Department of State Organization Chart
President Bush speaks during the Major Economies Meeting on Energy Security and Climate Change, Friday, September 28, 2007, at the Department of State in Washington. AP Image
State Department/Ann Thomas
Congress established the U.S. Department of State in 1789, replacing the Department of Foreign Affairs, which was established in 1781. The Department of State is the lead institution for the conduct of American diplomacy, and the Secretary of State is the President's principal foreign policy advisor. All foreign affairs activities - U.S. representation abroad, foreign assistance programs, countering international crime, foreign military training programs, and services the Department provides to American citizens abroad - are paid for by the foreign affairs budget, which represents a little more than 1% of the total federal budget. This small investment is essential to maintaining U.S. leadership abroad, which promotes and protects the interests of American citizens by:
- Promoting peace and stability in regions of vital interest;
- Creating jobs at home by opening markets abroad;
- Helping developing nations establish investment and export opportunities;
- Bringing nations together to address global problems such as cross-border pollution, the spread of communicable diseases, terrorism, nuclear smuggling, and humanitarian crises.

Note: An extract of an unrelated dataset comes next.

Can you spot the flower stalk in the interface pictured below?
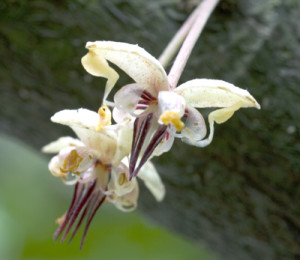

At our headquarters in Washington, D.C., the Department's mission is carried out through six regional bureaus - each of which is responsible for a specific geographic region of the world - the Bureau of International Organization Affairs, and numerous functional and management bureaus. These bureaus provide policy guidance, program management, administrative support, and in-depth expertise in matters such as law enforcement, economics, the environment, intelligence, arms control, human rights, counternarcotics, counterterrorism, public diplomacy, humanitarian assistance, security, nonproliferation, consular services, and other areas. State's organizational chart is contained in the Appendix.
The Department operates more than 260 embassies, consulates, and other posts worldwide. In each Embassy, the Chief of Mission (usually an Ambassador) is responsible for executing U.S. foreign policy goals and coordinating and managing all U.S. Government functions in the host country. The President appoints each Ambassador, whom the Senate confirms. Chiefs of Mission report directly to the President through the Secretary. The Diplomatic Mission is also the primary U.S. Government contact for Americans overseas and foreign nationals of the host country. The Mission serves the needs of Americans traveling and working abroad, and supports Presidential and Congressional delegations visiting the country.
The Department operates national passport centers in Portsmouth, New Hampshire and Charleston, South Carolina; a national visa center in Portsmouth, New Hampshire and a consular center in Williamsburg, Kentucky; two foreign press centers; one reception center; 13 passport agencies; five offices that provide logistics support for overseas operations; 20 security offices; and two financial service centers.